Timbuktu was founded in 1100 by Tuareg nomads. According to one story, the name means “mother with a large navel”, after the old woman who was left in charge while the nomads did their roaming. Only a few miles from the Niger river, the city flourished as a trans-Saharan trading post. In the 14th century it became part of the Mali empire - one of the world’s early great civilisations - and converted to Islam. The tales of its legendary weath were the result of emperor Musa’s extravagant pilgrimage to Mecca in 1324. His Great Mosque still remains.
By 1450 Timbuktu was buzzing. Merchants from all over North Africa gathered to buy gold and slaves in exchange for salt, cloth and horses. More mosques and universities were built. The place was an intellectual powerhouse, with scholars making up a quarter of the 100,000 residents. (Today’s population is just 30,000.) In 1591 disaster struck. Timbuktu - by then in the Songhai empire - was conquered by Morocco, and its scholars were arrested or killed. To add to its woes, desert trading routes were being replaced by sea-based ones; the inland city was marooned and abandoned. A reputation for enlightenment was replaced by one of obscurity.

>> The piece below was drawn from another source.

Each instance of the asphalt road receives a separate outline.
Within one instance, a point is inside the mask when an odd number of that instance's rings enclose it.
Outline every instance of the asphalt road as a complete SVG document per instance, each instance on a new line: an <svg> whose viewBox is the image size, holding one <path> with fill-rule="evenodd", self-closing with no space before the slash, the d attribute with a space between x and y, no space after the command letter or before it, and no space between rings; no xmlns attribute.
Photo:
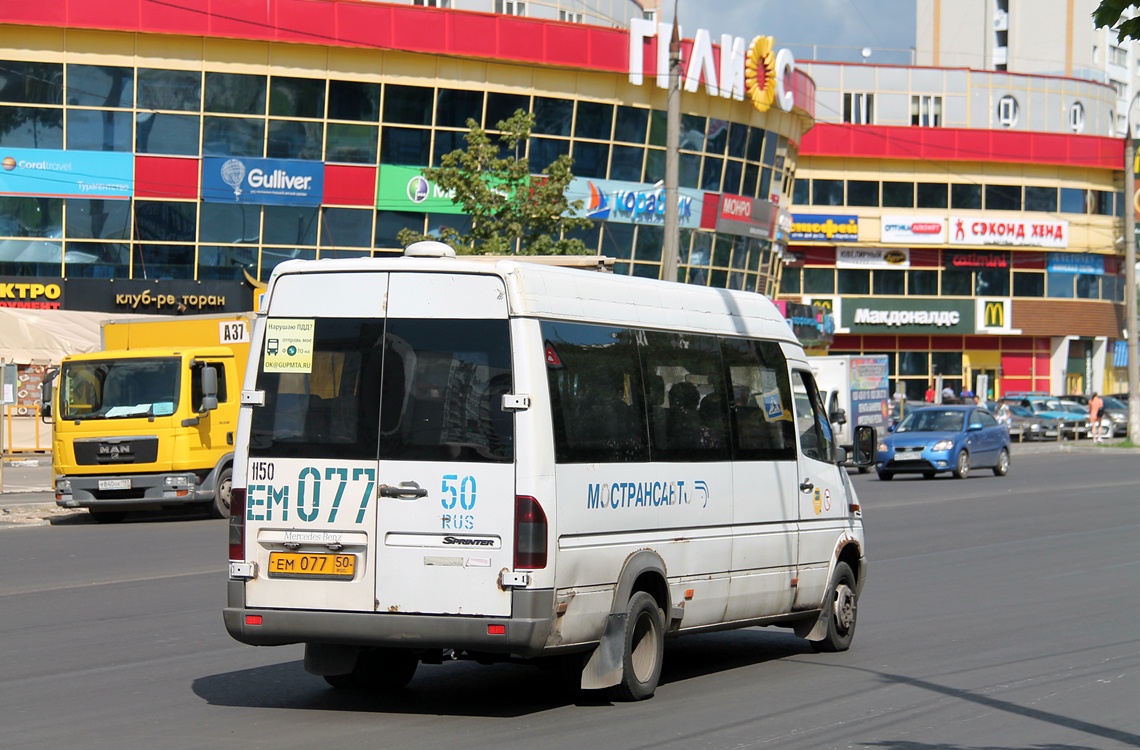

In 1960, Timbuktu became part of the Republic of Mali. A little salt is still traded and a few aged Islamic scholars remain. The place has a small airport, though it is still easier to get there by camel or boat. In 1988 the United Nations made the city a world heritage site in recognition of it having three of the world’s oldest mosques. There’s not much else there really, apart from the sand - and the history.